Dans la première moitié de mon prochain livre, j’ai étayé ce point avant de montrer en quoi l’émergence du cinquième pouvoir changeait les règles du jeu politique. À l’avenir, à mon sens, ceux qui les ignoreront n’auront aucune chance de faire évoluer la société (à moins qu’ils ne la prennent par la force… ce qui n’est pas impossible au vue de certaines dérives autoritaristes que connaissent en ce moment nos démocraties).

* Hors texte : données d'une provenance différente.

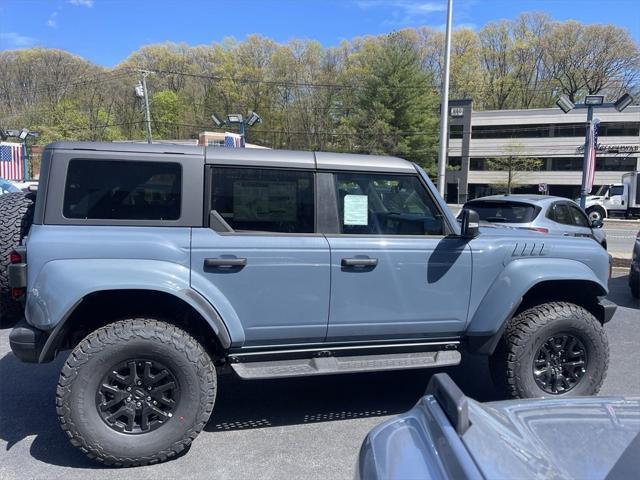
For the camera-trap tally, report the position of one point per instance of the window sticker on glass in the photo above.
(356, 210)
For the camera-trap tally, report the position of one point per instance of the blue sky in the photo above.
(106, 31)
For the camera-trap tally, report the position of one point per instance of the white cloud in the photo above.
(405, 8)
(15, 40)
(82, 3)
(52, 22)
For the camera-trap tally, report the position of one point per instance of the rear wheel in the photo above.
(135, 392)
(16, 217)
(551, 350)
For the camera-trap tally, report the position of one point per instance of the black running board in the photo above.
(327, 365)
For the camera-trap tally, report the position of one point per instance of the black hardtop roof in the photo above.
(254, 156)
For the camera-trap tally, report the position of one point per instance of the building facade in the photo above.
(554, 139)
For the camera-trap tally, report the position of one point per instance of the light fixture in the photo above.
(565, 104)
(623, 102)
(216, 120)
(594, 100)
(139, 90)
(234, 118)
(253, 118)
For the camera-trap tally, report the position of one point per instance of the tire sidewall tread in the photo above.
(512, 362)
(75, 394)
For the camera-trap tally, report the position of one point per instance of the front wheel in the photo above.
(551, 350)
(135, 392)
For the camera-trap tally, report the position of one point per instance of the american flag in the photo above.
(233, 140)
(592, 147)
(11, 162)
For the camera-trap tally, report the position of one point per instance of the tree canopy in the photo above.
(374, 94)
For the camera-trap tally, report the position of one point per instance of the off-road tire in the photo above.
(16, 217)
(512, 363)
(93, 358)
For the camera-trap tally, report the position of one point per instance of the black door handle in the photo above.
(224, 262)
(359, 262)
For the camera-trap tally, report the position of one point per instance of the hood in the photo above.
(568, 438)
(508, 230)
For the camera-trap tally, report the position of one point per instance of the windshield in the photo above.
(503, 211)
(602, 191)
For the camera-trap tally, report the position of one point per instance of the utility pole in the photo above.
(585, 160)
(141, 91)
(444, 107)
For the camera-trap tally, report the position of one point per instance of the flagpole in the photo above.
(444, 107)
(585, 160)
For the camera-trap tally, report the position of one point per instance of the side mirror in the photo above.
(469, 223)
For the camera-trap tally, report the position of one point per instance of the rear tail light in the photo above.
(17, 293)
(15, 257)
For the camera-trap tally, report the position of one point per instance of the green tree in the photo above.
(396, 103)
(515, 162)
(166, 114)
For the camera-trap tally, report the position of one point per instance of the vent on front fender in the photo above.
(529, 249)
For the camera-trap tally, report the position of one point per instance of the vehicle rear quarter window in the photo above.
(504, 211)
(559, 212)
(122, 190)
(264, 200)
(383, 204)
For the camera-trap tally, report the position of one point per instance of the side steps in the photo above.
(326, 362)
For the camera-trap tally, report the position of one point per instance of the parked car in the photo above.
(541, 213)
(158, 265)
(450, 436)
(634, 270)
(616, 200)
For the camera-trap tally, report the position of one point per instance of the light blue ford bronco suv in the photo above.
(158, 266)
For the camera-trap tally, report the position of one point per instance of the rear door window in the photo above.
(504, 211)
(122, 190)
(579, 219)
(264, 200)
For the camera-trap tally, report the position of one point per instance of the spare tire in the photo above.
(16, 217)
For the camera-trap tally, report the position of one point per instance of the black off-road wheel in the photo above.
(16, 217)
(135, 392)
(551, 350)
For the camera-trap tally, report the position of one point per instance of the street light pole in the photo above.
(147, 114)
(590, 102)
(444, 106)
(585, 160)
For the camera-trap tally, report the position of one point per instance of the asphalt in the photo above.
(292, 428)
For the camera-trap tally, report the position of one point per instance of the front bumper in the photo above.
(27, 342)
(607, 307)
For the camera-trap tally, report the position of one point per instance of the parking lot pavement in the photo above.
(288, 428)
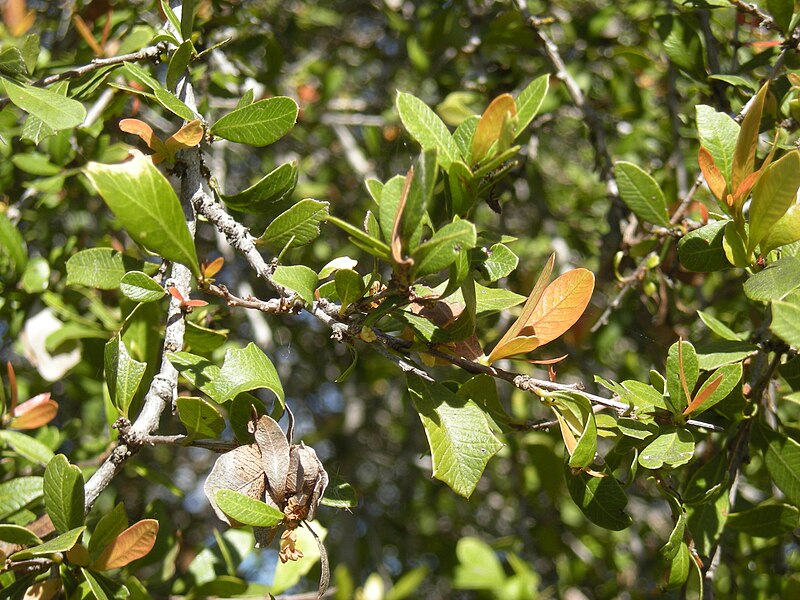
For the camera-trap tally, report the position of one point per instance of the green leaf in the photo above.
(782, 459)
(601, 499)
(123, 374)
(12, 245)
(723, 352)
(679, 567)
(530, 101)
(786, 322)
(766, 520)
(785, 231)
(706, 522)
(140, 287)
(478, 567)
(18, 493)
(774, 193)
(178, 63)
(500, 262)
(62, 543)
(107, 529)
(775, 282)
(583, 455)
(266, 196)
(642, 194)
(349, 286)
(681, 43)
(463, 135)
(420, 193)
(247, 510)
(718, 326)
(177, 107)
(12, 63)
(731, 375)
(299, 279)
(146, 205)
(427, 129)
(36, 277)
(718, 133)
(27, 446)
(63, 494)
(339, 494)
(55, 111)
(246, 369)
(701, 250)
(677, 399)
(672, 449)
(100, 268)
(298, 226)
(258, 124)
(459, 437)
(201, 419)
(443, 248)
(16, 534)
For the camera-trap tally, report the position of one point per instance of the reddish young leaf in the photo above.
(133, 543)
(210, 269)
(34, 413)
(713, 176)
(12, 386)
(704, 395)
(562, 304)
(195, 303)
(745, 154)
(492, 124)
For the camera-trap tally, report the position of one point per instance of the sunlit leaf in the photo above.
(133, 543)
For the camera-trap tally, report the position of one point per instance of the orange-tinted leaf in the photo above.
(12, 386)
(517, 345)
(139, 128)
(713, 176)
(86, 34)
(704, 395)
(212, 268)
(530, 304)
(43, 590)
(35, 412)
(561, 305)
(188, 136)
(494, 121)
(195, 303)
(133, 543)
(745, 154)
(17, 17)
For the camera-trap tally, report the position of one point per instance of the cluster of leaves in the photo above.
(419, 274)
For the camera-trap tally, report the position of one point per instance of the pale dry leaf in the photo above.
(274, 455)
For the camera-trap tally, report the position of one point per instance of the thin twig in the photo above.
(149, 53)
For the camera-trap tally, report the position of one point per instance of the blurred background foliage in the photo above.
(643, 66)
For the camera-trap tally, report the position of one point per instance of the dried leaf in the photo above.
(188, 136)
(274, 449)
(745, 153)
(325, 569)
(240, 470)
(133, 543)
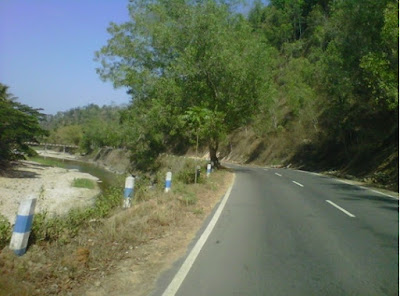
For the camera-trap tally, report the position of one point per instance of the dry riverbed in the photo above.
(52, 187)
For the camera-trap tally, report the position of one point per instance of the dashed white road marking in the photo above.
(297, 183)
(183, 271)
(340, 208)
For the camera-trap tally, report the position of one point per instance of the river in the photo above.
(106, 178)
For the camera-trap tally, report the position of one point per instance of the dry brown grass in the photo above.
(120, 254)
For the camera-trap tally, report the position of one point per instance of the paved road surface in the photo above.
(286, 232)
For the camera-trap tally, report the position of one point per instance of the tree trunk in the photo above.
(213, 148)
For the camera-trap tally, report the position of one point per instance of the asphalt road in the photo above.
(285, 232)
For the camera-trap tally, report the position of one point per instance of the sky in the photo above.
(47, 49)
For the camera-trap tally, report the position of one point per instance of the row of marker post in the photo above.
(130, 186)
(24, 220)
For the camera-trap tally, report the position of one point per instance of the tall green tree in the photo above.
(19, 123)
(186, 54)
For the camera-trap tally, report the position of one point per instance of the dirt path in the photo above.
(52, 186)
(138, 272)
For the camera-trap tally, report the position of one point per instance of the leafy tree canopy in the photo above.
(19, 123)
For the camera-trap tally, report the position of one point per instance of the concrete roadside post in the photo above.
(208, 169)
(198, 171)
(22, 227)
(128, 191)
(168, 181)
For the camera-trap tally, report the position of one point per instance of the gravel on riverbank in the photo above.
(51, 185)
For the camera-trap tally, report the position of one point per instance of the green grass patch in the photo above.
(83, 183)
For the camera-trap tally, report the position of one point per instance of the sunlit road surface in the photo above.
(286, 232)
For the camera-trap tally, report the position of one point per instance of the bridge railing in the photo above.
(51, 145)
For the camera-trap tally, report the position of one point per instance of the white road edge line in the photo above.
(340, 208)
(301, 185)
(349, 183)
(184, 270)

Rachid comme beaucoup d’autres cherchent l’expression du cinquième pouvoir là où l’on cherche habituellement l’empreinte du politique : dans les lois, des actes de gouvernement ou éventuellement dans le domaine associatif. Il faut regarder ailleurs... dans ce que j’appelle l’open source au sens large.
Le cinquième pouvoir ne change pas le monde actuel, il est en train d’en construire un nouveau dont les portes sont déjà ouvertes et s’ouvriront de plus en plus. Un monde où les échanges ne seront pas nécessairement monétisés et où la collaboration prendra un nouveau sens, en même temps qu’elle se déploiera à une échelle sans précédent.
Le cinquième pouvoir invente de nouvelles méthodes de cohabitation sociale, il invente l’après-capitalisme… Ça existe en informatique, dans l’agriculture, dans la culture… À quoi bon essayer de replâtrer l’ancien monde alors que nous sommes en train d’en découvrir un nouveau ?
Les sceptiques sont comme ces hommes qui au temps de l’esclavage n’imaginaient pas un monde sans esclaves. Ils n’ont rien vu changer jusqu’à ce que soudain l’esclavage soit peu à peu aboli. Idem pour les monarchistes. Nous vivons en ce moment une transition comparable.
Si elle était évidente pour tous, elle serait déjà en passe de se terminer, nous n’aurions même plus besoin de l’expliquer et de la promouvoir.
Il faut des méthodes nouvelles pour un temps nouveau. À certains moments dans l’histoire, on ne peut plus faire du neuf avec de l’ancien. Il faut accepter de changer.
Aujourd’hui, les réalistes sont ceux qui voient le changement… non pas les sceptiques qui ne le voient pas. Les réalistes sont tous ceux qui inventent de nouvelles façons de faire, par exemple de faire du business avec les outils web 2.0.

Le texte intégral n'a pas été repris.